2. なぜ肥満者が増えたのか

 日本で肥満が急激に増えた原因は高齢者が激増したことである。昭和60年には日本の全人口の10%に過ぎなかった65歳以上の高齢者人口が、現在では27%に増えている。中高年者は壮年者に較べて基礎代謝量が少なくなり、運動量も減っているから、毎日の食事の量を若いころより2割ほど減らさなければ食べ過ぎになる。座って仕事をしていることが多い50-69歳の男性であれば1日に必要なエネルギーは2050キロカロリーであるのに、平均して2200キロカロリーも食べているから肥満になる。女性も50歳以上になると同様に食べ過ぎている。ライオンは空腹でなければ、獲物が目の前を通り過ぎても襲うことはない。人間は空腹でもないのに食べるから、肥満が増えて生活習慣病を誘発するのである。

 日本人が1日に摂取している食物エネルギーは、昭和45年の平均2200キロカロリーをピークとしてそれ以降は現在の1850キロカロリーまでずっと減少し続けているのに、肥満者の割合は逆に2倍近くまで増え続けていることである。これは高齢化社会になったことが大きな原因である。中高年になるとエネルギー所要量が減少するので節食しなければ食物エネルギーの過剰摂取になる。車社会、IT社会になって体を動かすことが少なくなり消費エネルギーが減ったことも原因として挙げられる。

 食事の内容が洋風に変わったことも原因である。戦前の日本人はご飯を3杯も4杯もお代わりしていたが太ることが少なかった。炭水化物に偏った食事をしていると睡眠中のエネルギー消費量が増え、インシュリンの分泌が半減するから体重が増えにくいのである。だから、昭和60年頃になってタンパク質、脂肪の摂取が増えて栄養素のバランスが良くなると、食事のエネルギー効率が高まり肥満が増えることになったのである。

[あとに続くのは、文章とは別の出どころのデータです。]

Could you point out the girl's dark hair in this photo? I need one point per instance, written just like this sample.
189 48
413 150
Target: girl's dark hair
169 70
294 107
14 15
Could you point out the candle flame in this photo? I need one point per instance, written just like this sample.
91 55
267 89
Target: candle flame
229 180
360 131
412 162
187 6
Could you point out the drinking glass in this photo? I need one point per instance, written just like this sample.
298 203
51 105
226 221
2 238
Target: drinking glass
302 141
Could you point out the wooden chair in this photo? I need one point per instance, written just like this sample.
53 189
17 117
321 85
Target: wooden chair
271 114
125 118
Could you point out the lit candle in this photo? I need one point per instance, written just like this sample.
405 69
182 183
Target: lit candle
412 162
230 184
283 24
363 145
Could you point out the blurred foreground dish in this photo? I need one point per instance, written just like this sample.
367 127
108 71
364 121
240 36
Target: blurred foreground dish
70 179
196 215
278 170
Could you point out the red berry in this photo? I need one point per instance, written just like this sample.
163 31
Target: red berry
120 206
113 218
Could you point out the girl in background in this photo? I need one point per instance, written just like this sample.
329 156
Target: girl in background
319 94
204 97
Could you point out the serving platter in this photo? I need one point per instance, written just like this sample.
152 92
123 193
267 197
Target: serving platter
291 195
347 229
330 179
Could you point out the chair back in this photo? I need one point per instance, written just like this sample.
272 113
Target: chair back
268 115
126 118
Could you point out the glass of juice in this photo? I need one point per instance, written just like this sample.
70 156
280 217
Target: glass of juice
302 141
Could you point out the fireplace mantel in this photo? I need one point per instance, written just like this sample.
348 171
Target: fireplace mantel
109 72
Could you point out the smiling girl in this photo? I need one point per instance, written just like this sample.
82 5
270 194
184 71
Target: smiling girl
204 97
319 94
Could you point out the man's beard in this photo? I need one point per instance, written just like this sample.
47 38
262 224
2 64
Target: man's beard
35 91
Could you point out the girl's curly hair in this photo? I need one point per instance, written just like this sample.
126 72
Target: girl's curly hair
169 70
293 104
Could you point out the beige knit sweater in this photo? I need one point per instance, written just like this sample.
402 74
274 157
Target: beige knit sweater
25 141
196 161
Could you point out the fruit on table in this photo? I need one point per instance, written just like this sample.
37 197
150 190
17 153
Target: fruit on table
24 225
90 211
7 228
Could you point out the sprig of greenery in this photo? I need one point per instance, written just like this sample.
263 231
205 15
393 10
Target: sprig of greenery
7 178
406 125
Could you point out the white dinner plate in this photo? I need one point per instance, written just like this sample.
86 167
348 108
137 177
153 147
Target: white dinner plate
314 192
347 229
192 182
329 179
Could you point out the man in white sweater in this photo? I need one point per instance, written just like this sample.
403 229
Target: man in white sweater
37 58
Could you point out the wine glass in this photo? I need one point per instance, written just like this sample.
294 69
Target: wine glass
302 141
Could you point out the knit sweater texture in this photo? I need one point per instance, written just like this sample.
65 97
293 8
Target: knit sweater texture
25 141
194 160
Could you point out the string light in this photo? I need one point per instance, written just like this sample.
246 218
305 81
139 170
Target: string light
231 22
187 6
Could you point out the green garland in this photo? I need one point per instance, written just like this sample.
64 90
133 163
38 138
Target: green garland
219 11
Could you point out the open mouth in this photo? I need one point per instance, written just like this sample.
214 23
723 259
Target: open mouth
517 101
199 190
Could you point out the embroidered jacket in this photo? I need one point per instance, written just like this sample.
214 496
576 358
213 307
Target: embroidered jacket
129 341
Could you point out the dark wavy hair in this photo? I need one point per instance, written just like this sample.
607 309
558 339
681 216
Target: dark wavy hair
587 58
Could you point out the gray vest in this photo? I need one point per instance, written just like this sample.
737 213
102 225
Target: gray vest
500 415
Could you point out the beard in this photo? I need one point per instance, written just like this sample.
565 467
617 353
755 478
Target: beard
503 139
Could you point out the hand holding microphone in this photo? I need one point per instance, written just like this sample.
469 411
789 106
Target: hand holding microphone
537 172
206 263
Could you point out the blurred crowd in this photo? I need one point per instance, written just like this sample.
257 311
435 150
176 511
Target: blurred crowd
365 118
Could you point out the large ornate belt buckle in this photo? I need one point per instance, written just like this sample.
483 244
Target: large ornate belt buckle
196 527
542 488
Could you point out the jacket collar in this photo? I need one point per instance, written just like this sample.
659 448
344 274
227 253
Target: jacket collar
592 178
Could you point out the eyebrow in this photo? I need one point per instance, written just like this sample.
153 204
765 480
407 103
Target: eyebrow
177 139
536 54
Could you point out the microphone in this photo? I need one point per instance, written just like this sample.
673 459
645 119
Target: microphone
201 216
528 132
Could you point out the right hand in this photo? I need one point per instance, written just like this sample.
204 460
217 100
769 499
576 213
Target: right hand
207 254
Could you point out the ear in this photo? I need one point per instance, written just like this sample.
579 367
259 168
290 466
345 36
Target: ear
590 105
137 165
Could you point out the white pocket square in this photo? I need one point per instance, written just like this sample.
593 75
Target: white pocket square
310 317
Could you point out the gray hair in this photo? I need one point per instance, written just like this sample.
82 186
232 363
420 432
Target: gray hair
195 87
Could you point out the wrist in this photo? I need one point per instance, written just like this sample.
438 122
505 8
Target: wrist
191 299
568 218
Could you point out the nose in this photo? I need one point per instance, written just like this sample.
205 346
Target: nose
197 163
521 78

脂肪の摂取量が昭和60年頃から増え続けていることも原因の一つであろう。総摂取エネルギーは増えていなくても、脂質エネルギーの接取が増加しているのである。炭水化物やタンパク質は余分に摂取してもエネルギーとして消費されやすいが,脂肪は摂りすぎるとそのまま体内に蓄積されるので肥満になりやすい。          

 最近、ゲノム解析が進み,肥満に関係する遺伝子の1塩基性多型(SNP)が日本人に多いことが指摘されている。狭い耕地で農作物に頼って生活してきた日本人はしばしば飢餓に悩まされてきた。そのため、脂肪を分解して熱に変える脱共役タンパク質に関係するするβ3アドレナリン受容体(β3AR)や脂肪蓄積を調節するレプチンの受容に関係するペルオキシソーム増殖促進因子受容体(PPAR)の多型など、エネルギーを節約して脂肪を蓄積する遺伝子が白人に比べて日本人に多いのである。このような遺伝体質を持っている日本人であるから、脂肪の多い高エネルギーの食事を摂ればより肥満しやすいといってよい。

 この他には、食事の仕方が問題になる。加工食品など柔らかい食品が増えたのでよく咀嚼して食べることが少なくなった。よく咀嚼をしないとインシュリンの分泌が悪く、食事による産熱が少なくなるので、その分だけ多く脂肪に変わりやすい。忙しいので早食いすることが多くなっているが、満腹感を感じるには食べ始めてから15分ぐらいかかるのでつい食べ過ぎることになる。一度に大食すると、インシュリンの分泌が高まりグルコースの吸収、脂肪への転換が多くなるから、朝食を抜いて昼はそば で済ませ、夜遅い時間にドカ食いをすると肥満になりやすい。朝食で摂ったカロリーは日中の活動で消費されるが、夕食で摂ったカロリーは休息、睡眠中にグリコーゲンや脂肪に変わりやすい。だから、仕事が忙しく深夜に食べることが続くと、レプチン抵抗性が生じて十分に食べても食欲が止まらず、肥満になりやすい。

 肥満の増加とそれに伴う生活習慣病の蔓延は、食べるものに不自由をしない豊かな食生活、車やIT技術を活用する忙しい日常生活、急速に進行する高齢化など、現代社会の変容がもたらした食の病態であると言ってもよい。